Don’t Let the Market Psych You Out

Understanding the way our innate tendencies affect the decisions we make can help you be a smarter investor in any environment.


What You Should Know About the Way You Make Investment Decisions


If you're relatively new to investing, sudden and dramatic swings in major indexes like we saw late in 2018 may feel like the end of the financial world. Or perhaps you've been in the market long enough to remember the crash of 2008 and you start imagining dire scenarios based on that experience.

Such responses are completely natural because we're human. Our hearts, minds and memories often conspire against us – especially when we feel pressure to process and respond quickly to unforeseen situations. Understanding the way our innate tendencies affect the decisions we make can help you be a smarter investor in any environment.

Know Your Biases

A 2018 study by the Nielsen market research group found American adults spent more than 11 hours a day interacting with media. That’s a whole lot of information coming at us for the majority of the time we’re awake. And while we all want to make objective, rational decisions – especially when it comes to our investments – our strong desire to be right and avoid the embarrassment of being wrong can skew the ways we seek and process information:

Confirmation bias can attract us to information that supports our existing views or beliefs. Pick virtually any election cycle in U.S. history and you’ll find evidence of this at play.

Cognitive dissonance often encourages us to deny or rationalize away information that challenges our desires or assumptions. If you’ve ever eaten or drank anything that you knew was bad for you, then you’ve experienced this.

Anchoring and adjustment is a common strategy for estimating things we don’t know, but it can lead us to overweigh the significance or relevance of what we do know. This is why investment marketing materials carry disclosure about past performance not guaranteeing future results.

Understand Your Emotions

You’ve probably heard it said that smart investors are counterintuitive. But perhaps even more important than recognizing when things aren’t as simple as they seem is the ability to keep your emotions in check when things don’t go as expected. For example, after the market crash of 2008, many investors panicked and pulled their money out of the market. This probably felt like a good call in the moment. However, those investors actually locked in their losses (most of which would have been recovered by mid-2012), and many missed out on the decade of strong returns that followed.

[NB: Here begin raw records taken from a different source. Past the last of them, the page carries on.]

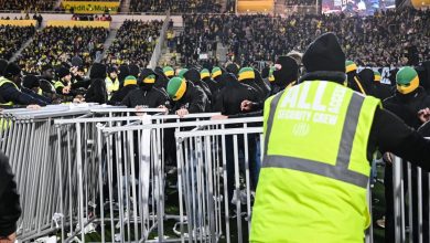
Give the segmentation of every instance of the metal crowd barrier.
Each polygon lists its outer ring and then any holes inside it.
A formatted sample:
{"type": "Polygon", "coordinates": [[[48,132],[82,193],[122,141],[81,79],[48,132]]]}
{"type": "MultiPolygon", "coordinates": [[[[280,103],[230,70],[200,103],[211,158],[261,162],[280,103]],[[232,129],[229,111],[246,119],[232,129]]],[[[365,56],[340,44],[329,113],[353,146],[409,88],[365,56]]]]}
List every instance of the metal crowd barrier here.
{"type": "MultiPolygon", "coordinates": [[[[103,106],[4,110],[0,148],[10,157],[21,194],[19,239],[54,235],[61,242],[85,242],[97,232],[101,242],[248,241],[262,118],[208,120],[217,114],[195,114],[181,119],[162,112],[143,109],[154,115],[136,116],[136,109],[103,106]],[[168,161],[174,162],[178,179],[166,173],[168,161]],[[179,212],[169,212],[168,187],[178,188],[179,212]],[[178,237],[165,236],[172,221],[178,237]]],[[[396,242],[410,241],[408,234],[417,230],[422,242],[428,231],[422,216],[418,229],[411,226],[415,204],[405,203],[412,201],[410,169],[404,176],[395,159],[396,242]]],[[[422,215],[420,175],[418,169],[422,215]]],[[[372,226],[365,242],[373,242],[372,226]]]]}
{"type": "MultiPolygon", "coordinates": [[[[125,116],[126,110],[136,113],[136,109],[93,109],[109,117],[55,122],[58,148],[63,148],[57,162],[58,171],[64,175],[60,180],[62,241],[85,242],[85,235],[97,226],[101,242],[149,242],[154,235],[159,236],[153,241],[168,241],[163,237],[164,221],[175,215],[164,213],[164,129],[176,129],[180,117],[125,116]],[[151,126],[158,127],[148,128],[151,126]],[[72,130],[76,134],[75,144],[69,139],[72,130]],[[66,144],[61,144],[61,138],[66,138],[66,144]]],[[[208,119],[213,115],[218,114],[185,118],[208,119]]]]}
{"type": "Polygon", "coordinates": [[[88,109],[58,105],[0,114],[0,148],[9,157],[21,194],[20,237],[53,231],[52,218],[58,211],[54,119],[83,116],[88,109]]]}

You probably don’t have to go back to 2008 for an example of when emotions might have clouded your judgment. But behavioral finance uses a theory developed in the 1970s to explain the ways your emotions can impact investment decisions.

Tests of prospect theory found that the fear of losing money is twice as intense as the joy of winning money, leading Nobel laureate professors Daniel Kahneman and Amos Tversky to conclude that people are inherently loss-averse. This aversion is so strong that it could lead you to make a riskier decision than you otherwise would if you thought it might prevent additional losses.

Control Yourself

If you remain aware of and on top of the often unconscious tendencies that can impact your thinking, you can make smarter investment decisions. However, in the market, you’re one of many, and herd mentality can be a difficult force to resist.

Just keep in mind that following the crowd is almost never a smart idea when investing. Selling when prices are dropping pretty much ensures a loss, and buying when everyone else is almost always means you’ll pay more per share.

Perhaps the most important thing to keep in mind is why you are investing. For most of us, investments are a means to achieve what we want – near- and long term – for ourselves and those who rely on us. You can count on your Baird Financial Advisor to keep those goals front and center in the plans you make together and to help ensure your investments are working toward them.